Sabbath Observer Loses Title VII Discrimination Suit Alleging Failure to Accommodate Observance

Waltzer v. Triumph Apparel Corp, ___F.Supp. 2d___, NYLJ, Feb. 26, 2010 (S.D.N.Y. 2010)(registration required) is an interesting case. I bring it to your attention because the court does a nice job in reviewing the duty to accommodate Sabbath observers.

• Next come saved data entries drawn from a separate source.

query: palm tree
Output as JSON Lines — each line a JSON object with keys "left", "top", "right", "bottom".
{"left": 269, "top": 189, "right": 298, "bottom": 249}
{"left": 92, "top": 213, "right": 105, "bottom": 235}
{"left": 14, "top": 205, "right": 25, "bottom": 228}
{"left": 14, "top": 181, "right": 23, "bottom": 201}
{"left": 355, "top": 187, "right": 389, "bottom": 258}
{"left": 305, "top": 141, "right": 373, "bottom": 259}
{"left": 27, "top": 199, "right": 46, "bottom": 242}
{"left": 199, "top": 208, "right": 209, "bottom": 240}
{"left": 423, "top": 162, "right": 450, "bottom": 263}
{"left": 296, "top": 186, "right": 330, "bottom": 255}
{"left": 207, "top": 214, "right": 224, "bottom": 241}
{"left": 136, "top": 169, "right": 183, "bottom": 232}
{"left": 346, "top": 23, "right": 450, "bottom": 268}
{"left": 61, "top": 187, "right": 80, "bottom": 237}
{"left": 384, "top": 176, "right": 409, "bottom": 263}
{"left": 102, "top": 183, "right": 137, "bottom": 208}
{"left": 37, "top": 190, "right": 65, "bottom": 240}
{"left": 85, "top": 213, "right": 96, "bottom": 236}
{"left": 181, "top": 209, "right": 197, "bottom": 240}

The court dismissed plaintiff's Title VII employment discrimination action asserting defendant's refusal to reasonably accommodate her religious observance. Plaintiff failed to establish a prima facie claim for religious bias. Moreover, defendant showed it offered her a reasonable accommodation of her religious practice by permitting her to leave early enough each Friday to travel to her declared home in New Jersey. In concluding that defendant also showed that accommodation of plaintiff's request to leave early would impose undue hardship, the court noted defendant had shown that plaintiff's absence from her office for hours every Friday substantially interfered with the efficient operation of its business.

    As the court stated:

Once the plaintiff establishes a prima facie case, the employer "must offer him or her a reasonable accommodation, unless doing so would cause the employer to suffer an undue hardship." Baker, 445 F.3d at 546 (citation omitted). An accommodation is not a reasonable one if it does not "eliminate the conflict between the employment requirement and the religious practice." Id. at 548. An accommodation may be unreasonable if it causes an employee "an inexplicable diminution in his employee status or benefits…. In other words…if it imposes a significant work-related burden on the employee without justification, such as the neutral operation of a seniority system." Cosme v. Henderson, 287 F.3d 152, 160 (2d Cir. 2002).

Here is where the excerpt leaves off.